[parsec-users] Parsec 2.0, M5 Simulations, Linux Idle loop.

Christian Bienia cbienia at CS.Princeton.EDU
Fri Sep 18 11:03:19 EDT 2009

Hi Rick,

Here are a few thoughts about the idle time:

1.) In some cases the idle time is clearly affected by the startup cost. In
particular, programs with a pipeline (like dedup and ferret) need to fill
the whole pipeline before all threads have something to do. You should fast
forward enough before you start the detailed simulation.

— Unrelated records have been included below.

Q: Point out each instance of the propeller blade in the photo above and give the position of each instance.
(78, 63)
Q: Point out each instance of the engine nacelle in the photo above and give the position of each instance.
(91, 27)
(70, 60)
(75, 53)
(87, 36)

2.) Wait time at barriers will have some impact. Of all the programs
streamcluster is affected the most because it makes very liberal use of
barriers. For PARSEC 2.1 I wrote a pthread barrier drop-in replacement that
implements a barrier with a mutex and a condition variable which spins a
while before it blocks. This way the number of context switches is minimized
and you should see less idle time.

3.) Some PARSEC users told me that the Linux scheduler has issues with
higher numbers of cores (other operating systems are probably also affected
by this to varying degrees). It causes too much thread migration, which
limits scalability because the caches need to be warmed up after every
context switch. You need to pin the individual threads to the CPUs they're
supposed to run on. The thread affinity code of the hooks library is not
enough because it only assigns a subset of CPUs to the program, which are
then mapped to threads by the scheduler. So it's the same situation again,
you really need to map individual cores past a certain number.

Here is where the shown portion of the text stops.